Key Takeaways
- American Express (Amex) has “limited incremental upside,” according to Bank of America Securities (BofA) analysts.
- The investment firm downgraded Amex stock to “neutral” from “buy,” while retaining a price target of $263 a share.
- Analysts warned of Amex facing a challenging spending environment, even among high-end consumers.
American Express (AXP) shares traded lower Wednesday after Bank of America Securities analysts raised concerns that the stock was trading at a premium without too much potential for further growth.
BofA downgraded the bank holding company to “neutral” from “buy,” while maintaining its price target of $263.
“We see limited incremental upside given potential for subdued billings volume growth and current premium valuation,” BofA analysts wrote. “While we maintain a favorable view of Amex’s execution and strategy long-term, recent commentary from retailers and travel companies suggests the spending backdrop is challenging, even for the high-end consumer.”
Warning Signs On Consumer Spending
American Express’ challenges may stem from concerns around consumer spending.
BofA noted that every lodging company the firm covers has cut its 2024 revenue per available room (RevPAR) projections, due in part to a warning from Delta Air Lines (DAL) that extra airline seats added by the company this summer aren’t getting filled.
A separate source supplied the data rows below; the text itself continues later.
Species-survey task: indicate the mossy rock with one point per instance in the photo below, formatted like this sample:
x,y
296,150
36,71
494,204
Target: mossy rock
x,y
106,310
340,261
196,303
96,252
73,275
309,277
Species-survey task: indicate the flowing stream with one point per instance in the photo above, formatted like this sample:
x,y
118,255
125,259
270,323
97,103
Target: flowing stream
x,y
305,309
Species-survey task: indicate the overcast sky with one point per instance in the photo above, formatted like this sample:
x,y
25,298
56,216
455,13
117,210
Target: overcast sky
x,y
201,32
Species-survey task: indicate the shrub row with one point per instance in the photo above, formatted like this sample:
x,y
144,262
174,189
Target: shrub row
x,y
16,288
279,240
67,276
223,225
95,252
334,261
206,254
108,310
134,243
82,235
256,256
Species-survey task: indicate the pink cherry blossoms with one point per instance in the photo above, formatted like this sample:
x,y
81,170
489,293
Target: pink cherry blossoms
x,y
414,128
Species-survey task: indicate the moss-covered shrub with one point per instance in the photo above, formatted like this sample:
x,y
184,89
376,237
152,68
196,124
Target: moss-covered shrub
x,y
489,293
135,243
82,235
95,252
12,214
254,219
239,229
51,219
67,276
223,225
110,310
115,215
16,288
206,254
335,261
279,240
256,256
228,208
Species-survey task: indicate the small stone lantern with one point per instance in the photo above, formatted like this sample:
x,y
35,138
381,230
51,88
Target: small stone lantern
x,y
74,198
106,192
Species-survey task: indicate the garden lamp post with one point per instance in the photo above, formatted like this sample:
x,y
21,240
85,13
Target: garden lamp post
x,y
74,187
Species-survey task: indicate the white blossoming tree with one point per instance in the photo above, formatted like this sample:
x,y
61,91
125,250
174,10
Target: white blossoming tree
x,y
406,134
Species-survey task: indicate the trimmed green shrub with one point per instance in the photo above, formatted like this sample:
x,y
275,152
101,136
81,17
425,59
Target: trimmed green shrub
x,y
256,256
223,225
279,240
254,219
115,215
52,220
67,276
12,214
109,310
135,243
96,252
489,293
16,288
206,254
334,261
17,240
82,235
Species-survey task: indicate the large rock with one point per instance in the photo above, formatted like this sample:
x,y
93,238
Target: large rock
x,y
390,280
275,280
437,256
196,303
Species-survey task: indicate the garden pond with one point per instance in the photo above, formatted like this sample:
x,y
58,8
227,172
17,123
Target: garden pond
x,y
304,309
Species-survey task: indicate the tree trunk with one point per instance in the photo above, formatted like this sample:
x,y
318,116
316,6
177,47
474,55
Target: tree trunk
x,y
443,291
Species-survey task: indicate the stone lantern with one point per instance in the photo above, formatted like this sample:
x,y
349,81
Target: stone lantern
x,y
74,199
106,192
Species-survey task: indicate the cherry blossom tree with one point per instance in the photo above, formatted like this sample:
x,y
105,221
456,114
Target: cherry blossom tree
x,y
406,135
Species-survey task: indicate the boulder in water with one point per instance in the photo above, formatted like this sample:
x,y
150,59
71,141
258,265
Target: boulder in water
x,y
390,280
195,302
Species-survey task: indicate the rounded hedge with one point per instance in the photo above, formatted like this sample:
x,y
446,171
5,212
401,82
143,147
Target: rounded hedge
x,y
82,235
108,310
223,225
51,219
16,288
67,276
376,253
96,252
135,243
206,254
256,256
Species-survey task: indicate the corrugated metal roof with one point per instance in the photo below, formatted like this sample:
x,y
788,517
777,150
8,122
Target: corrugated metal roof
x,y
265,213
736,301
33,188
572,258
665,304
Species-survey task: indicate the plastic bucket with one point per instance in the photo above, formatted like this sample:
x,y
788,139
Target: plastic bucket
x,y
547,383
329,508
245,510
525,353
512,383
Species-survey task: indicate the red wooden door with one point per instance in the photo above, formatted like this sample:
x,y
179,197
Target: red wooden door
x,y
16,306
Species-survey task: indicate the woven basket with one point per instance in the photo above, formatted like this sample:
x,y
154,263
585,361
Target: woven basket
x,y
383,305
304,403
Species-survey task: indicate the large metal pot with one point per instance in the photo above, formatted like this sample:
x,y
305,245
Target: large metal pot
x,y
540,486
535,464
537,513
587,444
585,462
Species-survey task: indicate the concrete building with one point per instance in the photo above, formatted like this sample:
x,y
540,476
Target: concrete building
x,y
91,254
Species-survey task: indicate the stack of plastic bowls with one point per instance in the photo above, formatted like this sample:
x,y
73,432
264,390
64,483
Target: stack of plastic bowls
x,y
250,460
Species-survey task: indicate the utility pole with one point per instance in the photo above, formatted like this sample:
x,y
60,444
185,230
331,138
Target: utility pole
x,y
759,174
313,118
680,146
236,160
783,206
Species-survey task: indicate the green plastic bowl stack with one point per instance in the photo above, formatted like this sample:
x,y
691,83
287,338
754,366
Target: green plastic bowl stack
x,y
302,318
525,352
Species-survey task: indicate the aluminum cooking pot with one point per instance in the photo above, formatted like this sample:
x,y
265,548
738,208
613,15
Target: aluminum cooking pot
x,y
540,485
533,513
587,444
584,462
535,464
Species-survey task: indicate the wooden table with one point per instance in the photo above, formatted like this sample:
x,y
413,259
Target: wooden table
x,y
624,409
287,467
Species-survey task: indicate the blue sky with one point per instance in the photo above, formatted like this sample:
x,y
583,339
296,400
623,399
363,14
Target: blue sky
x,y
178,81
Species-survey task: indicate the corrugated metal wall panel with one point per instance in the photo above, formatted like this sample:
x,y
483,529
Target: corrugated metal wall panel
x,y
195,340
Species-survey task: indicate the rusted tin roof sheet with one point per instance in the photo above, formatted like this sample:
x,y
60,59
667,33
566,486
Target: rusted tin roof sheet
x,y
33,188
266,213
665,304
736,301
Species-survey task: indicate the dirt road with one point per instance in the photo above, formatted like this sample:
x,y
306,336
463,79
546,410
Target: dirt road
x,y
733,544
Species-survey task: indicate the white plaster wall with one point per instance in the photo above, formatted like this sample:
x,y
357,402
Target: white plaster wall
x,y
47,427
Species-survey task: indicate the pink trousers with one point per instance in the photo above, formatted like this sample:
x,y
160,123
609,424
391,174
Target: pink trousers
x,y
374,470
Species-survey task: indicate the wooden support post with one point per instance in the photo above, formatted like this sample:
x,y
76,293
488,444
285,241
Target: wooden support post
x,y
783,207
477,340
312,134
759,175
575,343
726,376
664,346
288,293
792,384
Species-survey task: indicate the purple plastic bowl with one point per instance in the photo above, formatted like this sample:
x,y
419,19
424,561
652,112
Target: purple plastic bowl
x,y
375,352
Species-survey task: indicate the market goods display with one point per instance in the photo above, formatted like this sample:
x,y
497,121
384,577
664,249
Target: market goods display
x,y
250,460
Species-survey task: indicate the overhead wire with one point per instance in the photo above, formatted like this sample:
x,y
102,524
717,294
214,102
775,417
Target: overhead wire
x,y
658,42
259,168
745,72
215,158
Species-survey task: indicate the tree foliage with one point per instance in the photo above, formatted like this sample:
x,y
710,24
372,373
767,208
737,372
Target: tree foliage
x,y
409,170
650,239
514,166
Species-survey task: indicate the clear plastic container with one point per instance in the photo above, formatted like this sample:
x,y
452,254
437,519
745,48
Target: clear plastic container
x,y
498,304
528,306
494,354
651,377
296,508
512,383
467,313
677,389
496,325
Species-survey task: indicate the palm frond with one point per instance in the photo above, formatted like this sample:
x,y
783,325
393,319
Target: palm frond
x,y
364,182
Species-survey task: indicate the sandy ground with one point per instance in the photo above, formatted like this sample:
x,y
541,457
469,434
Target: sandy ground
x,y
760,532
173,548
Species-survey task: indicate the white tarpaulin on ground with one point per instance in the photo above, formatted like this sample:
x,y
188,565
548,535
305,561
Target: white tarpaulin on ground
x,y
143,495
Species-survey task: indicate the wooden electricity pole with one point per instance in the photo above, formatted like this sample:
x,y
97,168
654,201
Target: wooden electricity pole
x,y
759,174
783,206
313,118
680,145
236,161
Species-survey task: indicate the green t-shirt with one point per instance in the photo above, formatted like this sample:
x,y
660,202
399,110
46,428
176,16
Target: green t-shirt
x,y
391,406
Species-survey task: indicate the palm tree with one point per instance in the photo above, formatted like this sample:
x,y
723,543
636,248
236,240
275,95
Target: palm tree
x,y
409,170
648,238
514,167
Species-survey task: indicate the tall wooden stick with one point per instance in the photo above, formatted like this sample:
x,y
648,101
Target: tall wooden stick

That’s relevant because Delta SkyMiles credit cards are issued through American Express.
That trend also aligns with BofA credit card data, which showed travel spending down 4% year-over-year in July, the analysts wrote.
As a result, the firm projects American Express to hit the low end of its revenue growth outlook of 9% to 11% for 2024. The analyst consensus for full-year revenue for Amex is $65.96 billion, net of interest expense, equivalent to 9% growth from 2023, per consensus compiled by Visible Alpha.
American Express stock was down 2.8% trading at $245.88 late trading Wednesday, but is up roughly 32% year-to-date.